Tanpa dimensi moralitas itu, hukum akan kehilangan makna dan gagal berfungsi
sebagai panduan rasional bagi perilaku manusia. Sementara itu, Dworkin melalui
gagasan law as integrity menghadirkan pendekatan yang lebih bernuansa.
Dalam proyeksi praktikalnya, seorang hakim tidak cukup hanya menjadi juru
bicara teks, melainkan harus menafsirkan hukum secara moral, mencari “the
best constructive interpretation” atau penafsiran yang paling membangun serta
paling sejalan dengan prinsip keadilan dan kesetaraan. Olehnya, pertentangan
dua arus besar pemikiran ini memperlihatkan bahwa persoalan tentang tujuan
hukum bukan sekadar perdebatan konseptual di menara teori, melainkan menyentuh
urat nadi etika dalam praktik penegakan hukum di mana rasionalitas dan
moralitas senantiasa berkelindan mencari keseimbangan.
Dalam pergumulan hukum Indonesia fenomena perdebatan tujuan hukum tersebut turut menghadirkan paradoks yang tak kalah penting dalam berbagai kasus hukum. Mulai dari disparitas vonis, kriminalisasi kebijakan publik, hingga inkonsistensi putusan antar perkara. Tampak jelas bahwa hukum sering kali dihadapkan pada dilema antara kepastian prosedural dan rasa keadilan substantif. Fenomena tersebut memperlihatkan betapa pentingnya pemahaman yang jernih mengenai tujuan hukum agar penegakan hukum tidak terjebak dalam formalisme semata. Karena itu, gagasan Gustav Radbruch layak dikaji ulang sebagai upaya memahami kembali roh idealisme hukum di tengah kecenderungan positivistik yang masih dominan dan kegamangan substansi terhadap peran hukum. Telaah terhadap formula ini bukan sekadar nostalgia terhadap pemikiran klasik melainkan refleksi kritis atas bagaimana hukum seharusnya menempatkan manusia dan nilai keadilan di pusat orientasinya.

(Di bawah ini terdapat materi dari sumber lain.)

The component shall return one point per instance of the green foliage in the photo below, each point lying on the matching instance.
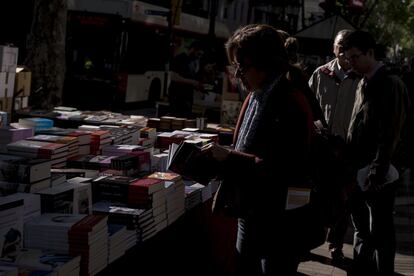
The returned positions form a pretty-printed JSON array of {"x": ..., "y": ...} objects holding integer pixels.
[{"x": 392, "y": 23}]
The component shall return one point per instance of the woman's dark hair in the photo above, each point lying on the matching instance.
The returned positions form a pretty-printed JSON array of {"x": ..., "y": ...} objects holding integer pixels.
[{"x": 261, "y": 44}]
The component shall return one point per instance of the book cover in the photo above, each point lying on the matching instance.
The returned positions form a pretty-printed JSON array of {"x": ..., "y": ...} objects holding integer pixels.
[{"x": 194, "y": 162}]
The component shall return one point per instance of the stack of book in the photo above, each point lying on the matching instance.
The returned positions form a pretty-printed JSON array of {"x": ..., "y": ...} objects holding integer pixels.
[
  {"x": 165, "y": 122},
  {"x": 84, "y": 137},
  {"x": 206, "y": 193},
  {"x": 31, "y": 204},
  {"x": 42, "y": 262},
  {"x": 10, "y": 134},
  {"x": 23, "y": 174},
  {"x": 117, "y": 150},
  {"x": 149, "y": 133},
  {"x": 56, "y": 153},
  {"x": 50, "y": 231},
  {"x": 89, "y": 238},
  {"x": 177, "y": 123},
  {"x": 159, "y": 162},
  {"x": 113, "y": 189},
  {"x": 136, "y": 220},
  {"x": 90, "y": 162},
  {"x": 117, "y": 241},
  {"x": 122, "y": 135},
  {"x": 99, "y": 140},
  {"x": 150, "y": 193},
  {"x": 174, "y": 194},
  {"x": 36, "y": 123},
  {"x": 76, "y": 172},
  {"x": 192, "y": 195},
  {"x": 57, "y": 179},
  {"x": 82, "y": 195},
  {"x": 11, "y": 224},
  {"x": 71, "y": 141},
  {"x": 154, "y": 123}
]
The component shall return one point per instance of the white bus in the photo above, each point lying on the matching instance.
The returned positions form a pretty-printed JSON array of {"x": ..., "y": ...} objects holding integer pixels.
[{"x": 117, "y": 52}]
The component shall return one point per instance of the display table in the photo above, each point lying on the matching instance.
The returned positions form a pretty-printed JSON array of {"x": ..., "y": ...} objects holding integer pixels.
[{"x": 198, "y": 243}]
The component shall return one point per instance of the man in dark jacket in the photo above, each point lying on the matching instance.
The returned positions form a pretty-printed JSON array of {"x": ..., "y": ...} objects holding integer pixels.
[{"x": 377, "y": 119}]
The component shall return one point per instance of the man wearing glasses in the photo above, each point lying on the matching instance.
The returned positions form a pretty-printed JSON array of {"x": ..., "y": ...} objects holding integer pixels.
[
  {"x": 378, "y": 115},
  {"x": 334, "y": 85}
]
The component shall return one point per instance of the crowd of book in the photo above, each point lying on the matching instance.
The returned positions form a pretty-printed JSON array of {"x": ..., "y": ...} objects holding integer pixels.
[{"x": 73, "y": 200}]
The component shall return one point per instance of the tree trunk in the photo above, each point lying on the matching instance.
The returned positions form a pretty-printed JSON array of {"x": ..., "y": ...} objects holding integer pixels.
[{"x": 46, "y": 52}]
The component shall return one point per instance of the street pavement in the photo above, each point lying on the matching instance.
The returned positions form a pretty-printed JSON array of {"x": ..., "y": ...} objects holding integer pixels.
[{"x": 319, "y": 262}]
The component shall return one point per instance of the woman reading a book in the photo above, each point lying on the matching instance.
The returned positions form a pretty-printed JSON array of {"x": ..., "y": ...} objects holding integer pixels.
[{"x": 271, "y": 149}]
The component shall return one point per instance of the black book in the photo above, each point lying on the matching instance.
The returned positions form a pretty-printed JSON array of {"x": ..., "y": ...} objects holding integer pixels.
[
  {"x": 194, "y": 161},
  {"x": 23, "y": 170}
]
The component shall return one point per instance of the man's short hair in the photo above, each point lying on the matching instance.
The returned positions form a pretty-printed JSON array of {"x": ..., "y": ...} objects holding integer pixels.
[
  {"x": 262, "y": 44},
  {"x": 196, "y": 45},
  {"x": 361, "y": 40},
  {"x": 341, "y": 35}
]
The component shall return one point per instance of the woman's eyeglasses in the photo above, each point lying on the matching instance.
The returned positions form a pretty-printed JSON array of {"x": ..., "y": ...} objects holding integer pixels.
[
  {"x": 240, "y": 70},
  {"x": 353, "y": 58}
]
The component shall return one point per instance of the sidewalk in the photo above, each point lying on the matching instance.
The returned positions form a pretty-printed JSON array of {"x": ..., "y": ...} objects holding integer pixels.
[{"x": 320, "y": 262}]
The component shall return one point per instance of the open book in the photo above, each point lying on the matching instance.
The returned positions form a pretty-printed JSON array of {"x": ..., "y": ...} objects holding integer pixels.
[{"x": 193, "y": 161}]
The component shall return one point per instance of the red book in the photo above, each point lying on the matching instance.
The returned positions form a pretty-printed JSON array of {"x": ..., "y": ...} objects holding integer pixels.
[{"x": 145, "y": 185}]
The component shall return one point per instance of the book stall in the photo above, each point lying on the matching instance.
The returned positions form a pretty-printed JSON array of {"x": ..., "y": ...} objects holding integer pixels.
[{"x": 87, "y": 193}]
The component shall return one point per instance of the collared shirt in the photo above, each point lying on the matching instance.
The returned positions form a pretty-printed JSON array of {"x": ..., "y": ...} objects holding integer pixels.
[{"x": 335, "y": 90}]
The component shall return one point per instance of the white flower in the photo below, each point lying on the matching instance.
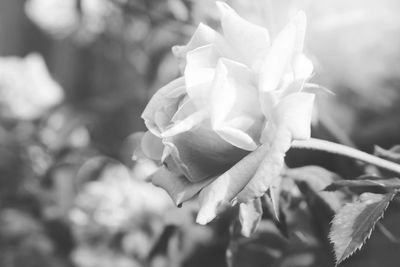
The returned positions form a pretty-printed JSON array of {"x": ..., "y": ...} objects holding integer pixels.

Mendebati Gustav Radbruch; Antara Otoritas Hukum Dan Moral
Gustav Radbruch merupakan seorang filsuf hukum Jerman abad ke-20 yang pernah mengemukakan gagasan monumental bahwa hukum sejatinya yang semula berpijak pada tradisi positivisme di Jerman kemudian melakukan koreksi fundamental setelah menyaksikan kekejaman rezim Nazi yang justru berlindung di balik legalitas formal. Ia kemudian mengemukakan apa yang dikenal sebagai Radbruchsche Formel (Formula Radbruch), yakni pandangan bahwa hukum harus seimbang dan berporos pada tiga nilai fundamental yakni keadilan (gerechtigkeit), kepastian hukum (rechtssicherheit), dan kemanfaatan (zweckmäßigkeit). Ketika ketiganya berbenturan, keadilanlah yang harus menjadi tujuan tertinggi hukum. Formula Radbruch inilah kemudian menjadi simbol pergulatan idealisme dan realisme hukum dalam sejarah pemikiran hukum modern. Namun tidak sedikit pemikir yang menanggapi Formula Radbruch dengan nada kritis dan tajam. H. L. A. Hart, tokoh sentral dalam mazhab positivisme analitis menganggap bahwa gagasan Radbruch menyimpan ambiguitas konseptual yang serius. Dalam esainya yang terkenal dengan judul “Positivism and the Separation of Law and Morals”, Hart menegaskan bahwa menyatukan keabsahan hukum dengan nilai keadilan justru berpotensi mengaburkan batas epistemologis antara what the law is dan what the law ought to be. Dapat benarkan sebagai dampak konsekuentif bahwa hukum yang kejam tetaplah hukum selama lahir dari prosedur yang sah dan sistem yang valid secara normative. Oleh karena itu yang mesti dikoreksi bukan keberlakuan hukumnya, melainkan substansinya melalui proses legislasi yang sahih. Dengan demikian, Hart ingin menegakkan jarak yang tegas antara hukum sebagai kenyataan normatif dan keadilan sebagai nilai moral agar keduanya tidak saling meniadakan dalam tatanan berpikir hukum yang rasional.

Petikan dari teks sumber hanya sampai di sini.